Bioaccumulation: Zebra mussels may bioaccumulate pollutants which may poison animals further up the food chain (DAISIE 2006).

• Chemical Molluscicides: Oxidizing (chlorine, chlorine dioxide) and non-oxidizing
• Manual removal (pigging, high pressure wash)
• Dewatering/desiccation (freezing, heated air)
• Thermal (steam injection, hot water 32oC)
• Acoustical vibration
• Electrical current
• Filters/screens
• Coatings: toxic (copper, zinc) and non-toxic (silicone-based)
• Toxic constructed piping (copper, brass, galvanized metals)
• CO2 injection
• Ultraviolet light
• Anoxia/hypoxia
• Flushing
• Biological (predators, parasites, diseases)

Preventative measures: Preventing overseas transfer can only be achieved by mid-ocean exchange or by suitable disinfection of ballast water (DAISIE 2006). Certain guidelines and regulatory instruments may be applied in areas where the species does not yet occur (Gollasch 2006). For further details see the Ballast Water Management Convention of the International Maritime Organization (www.imo.org) and the Code of Practice for the Introduction and Transfer of Marine organisms of the International Council for the Exploration of the Sea (www.ices.dk).
Appropriate control measures (inspection, removal of attached mussels, drying, etc.) should be taken to minimise risk of inoculation by transfer of boats, fishing gears, etc (DAISIE 2006). Applying copper based anti-foulant coatings in new facilities may offer protection from Dreissena polymorpha. The use of retrofitted screens can be effective but such screens are difficult to apply to existing pipelines (Aldridge et al. 2006).

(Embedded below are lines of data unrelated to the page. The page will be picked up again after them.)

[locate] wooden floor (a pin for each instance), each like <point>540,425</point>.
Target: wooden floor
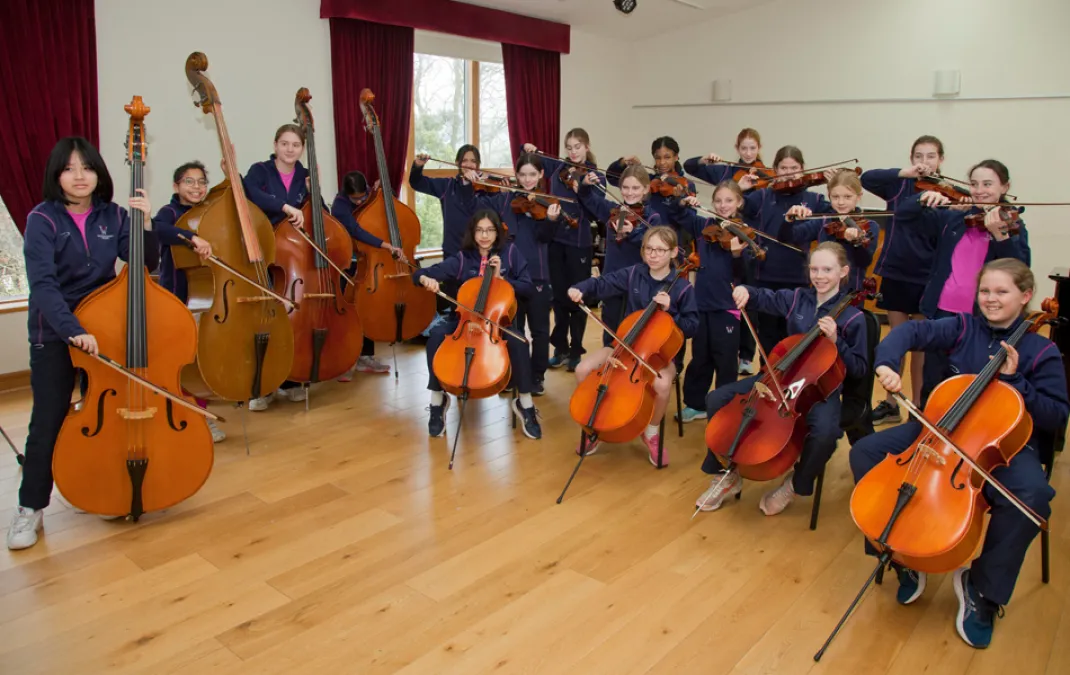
<point>342,545</point>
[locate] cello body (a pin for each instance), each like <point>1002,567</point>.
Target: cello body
<point>943,525</point>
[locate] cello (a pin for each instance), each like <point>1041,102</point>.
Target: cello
<point>326,330</point>
<point>393,309</point>
<point>245,343</point>
<point>120,454</point>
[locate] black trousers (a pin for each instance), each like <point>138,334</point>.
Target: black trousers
<point>51,379</point>
<point>714,353</point>
<point>534,312</point>
<point>568,266</point>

Physical: Physical removal using high-pressure water jets is feasible on easily accessed industrial facilities (Aldridge et al. 2006). Larvae suffer total mortality after exposure to ultrasonic vibration (22 to 800 kHz) for 3 minutes (Schalekamp 1971, in Birnbaum 2006), but the technical effort involved is prohibitive.

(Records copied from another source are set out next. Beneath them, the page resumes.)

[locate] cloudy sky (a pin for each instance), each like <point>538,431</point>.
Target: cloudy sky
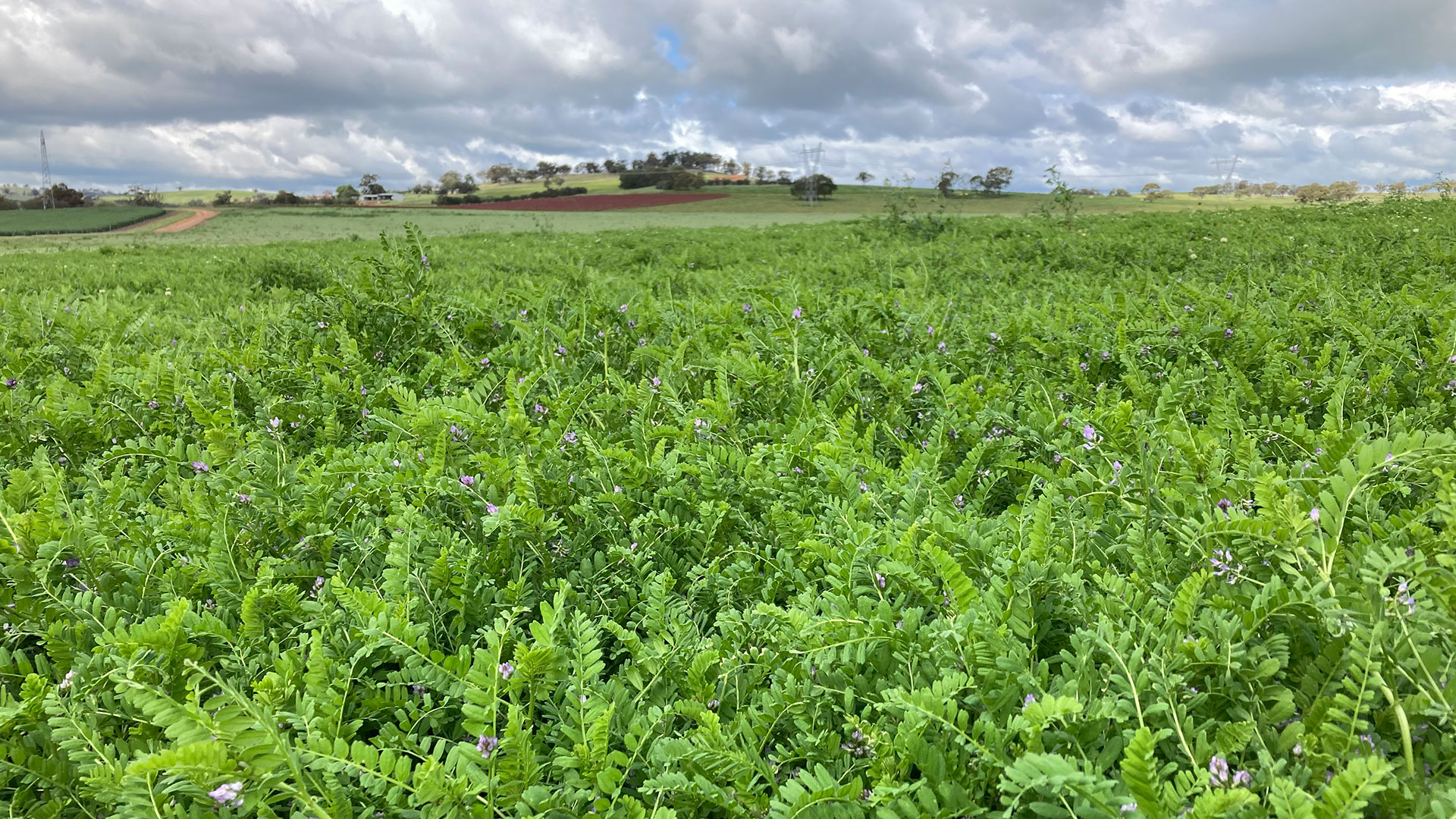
<point>309,93</point>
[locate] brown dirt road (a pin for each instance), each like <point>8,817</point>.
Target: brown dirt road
<point>199,218</point>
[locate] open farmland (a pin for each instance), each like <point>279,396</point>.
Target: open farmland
<point>1150,516</point>
<point>72,221</point>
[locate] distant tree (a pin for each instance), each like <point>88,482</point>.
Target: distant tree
<point>946,183</point>
<point>143,197</point>
<point>680,181</point>
<point>1153,191</point>
<point>64,196</point>
<point>497,174</point>
<point>452,183</point>
<point>823,187</point>
<point>1310,194</point>
<point>996,180</point>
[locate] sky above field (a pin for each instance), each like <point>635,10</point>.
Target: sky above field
<point>310,93</point>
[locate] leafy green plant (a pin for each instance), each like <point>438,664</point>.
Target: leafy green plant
<point>817,521</point>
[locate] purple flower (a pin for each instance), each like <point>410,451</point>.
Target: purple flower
<point>1219,771</point>
<point>487,745</point>
<point>1223,564</point>
<point>229,795</point>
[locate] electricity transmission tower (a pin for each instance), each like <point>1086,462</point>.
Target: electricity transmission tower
<point>811,158</point>
<point>1228,178</point>
<point>47,197</point>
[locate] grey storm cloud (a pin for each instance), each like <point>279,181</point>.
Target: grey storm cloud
<point>308,93</point>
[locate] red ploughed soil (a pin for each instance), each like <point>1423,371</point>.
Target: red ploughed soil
<point>593,202</point>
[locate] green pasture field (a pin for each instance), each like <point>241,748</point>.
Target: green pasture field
<point>1147,515</point>
<point>72,219</point>
<point>748,206</point>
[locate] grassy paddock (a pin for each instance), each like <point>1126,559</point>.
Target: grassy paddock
<point>72,219</point>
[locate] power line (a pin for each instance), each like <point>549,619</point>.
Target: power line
<point>47,197</point>
<point>811,159</point>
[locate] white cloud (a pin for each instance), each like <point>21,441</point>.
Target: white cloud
<point>300,93</point>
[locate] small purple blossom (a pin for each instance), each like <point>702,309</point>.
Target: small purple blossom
<point>228,795</point>
<point>487,745</point>
<point>1223,564</point>
<point>1219,771</point>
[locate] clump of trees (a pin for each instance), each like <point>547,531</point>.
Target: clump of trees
<point>1153,191</point>
<point>1332,193</point>
<point>823,187</point>
<point>992,183</point>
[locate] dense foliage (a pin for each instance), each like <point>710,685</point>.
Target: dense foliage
<point>896,519</point>
<point>73,219</point>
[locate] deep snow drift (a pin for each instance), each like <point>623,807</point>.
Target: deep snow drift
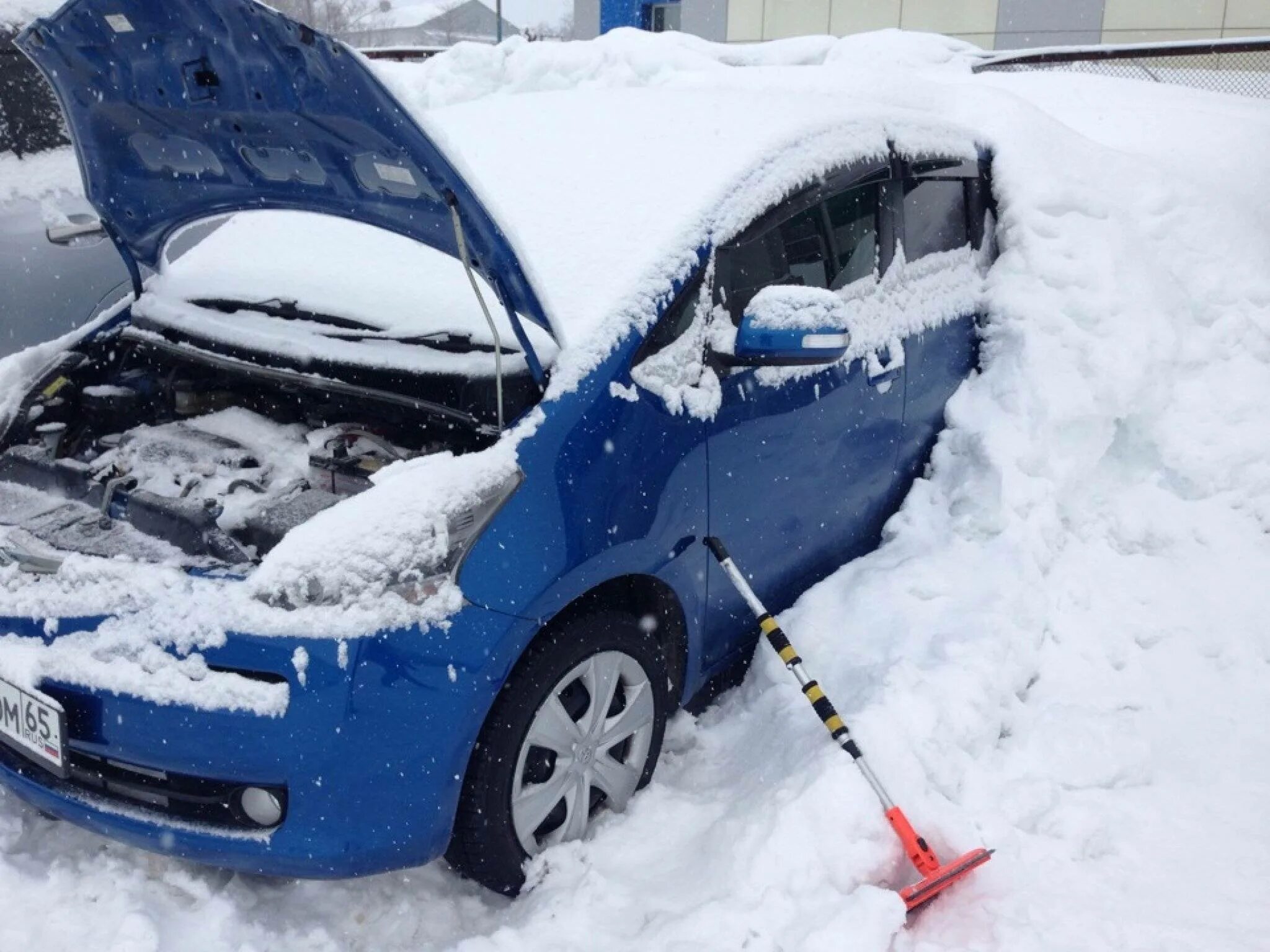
<point>1060,651</point>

Chemical: Many chemicals will kill zebra mussels but the suitability of a particular chemical is determined by considerations of effect on water quality, residual concentrations, byproducts, cost and practicality. Chemicals which have proven moderately successful include molluscicides (such as Bayer 73; Birnbaum 2006), chloramines, chlorine dioxide, ozone, hydrogen peroxide, potassium permanganate, pH adjustment, and inorganic salts. Chlorination remains the only widespread method used. It must be dosed continuously for up to 3 weeks to achieve complete elimination, though dosing for 2-3 days is sufficient to remove the majority of attached mussels.
Microencapsulation of toxins in particles that are edible to zebra mussels has the potential to overcome the rejection and valve-closing response generally seen when zebra mussels are exposed to toxic substances. The active ingredient used is potassium chloride, which is not lethal to most organisms, including fish, at low doses but which is particularly toxic to freshwater bivalves (Aldridge et al. 2006). Another emerging control for D. polymorpha is the use of endocannabinoids, anandamide and other compounds which have been tested to inhibit zebra mussel byssal attachment. These naturally occurring and synthetic cannabinoids can serve as non-toxic efficacious zebra mussel anti-foulants (Angarano et al. 2009).

Biological control: Large-bodied molluscivores such as common carp, freshwater drum, and channel catfish can limit zebra mussel numbers in coastal wetlands. Densities of other molluscs were not affected, suggesting that fish can have a greater impact on numbers of attached zebra mussels than other benthic molluscs (Bowers & DeSzalay, 2007). Known predators also include roach, eel, sturgeon, diving ducks, crayfish and muskrats (Molloy et al., 1997).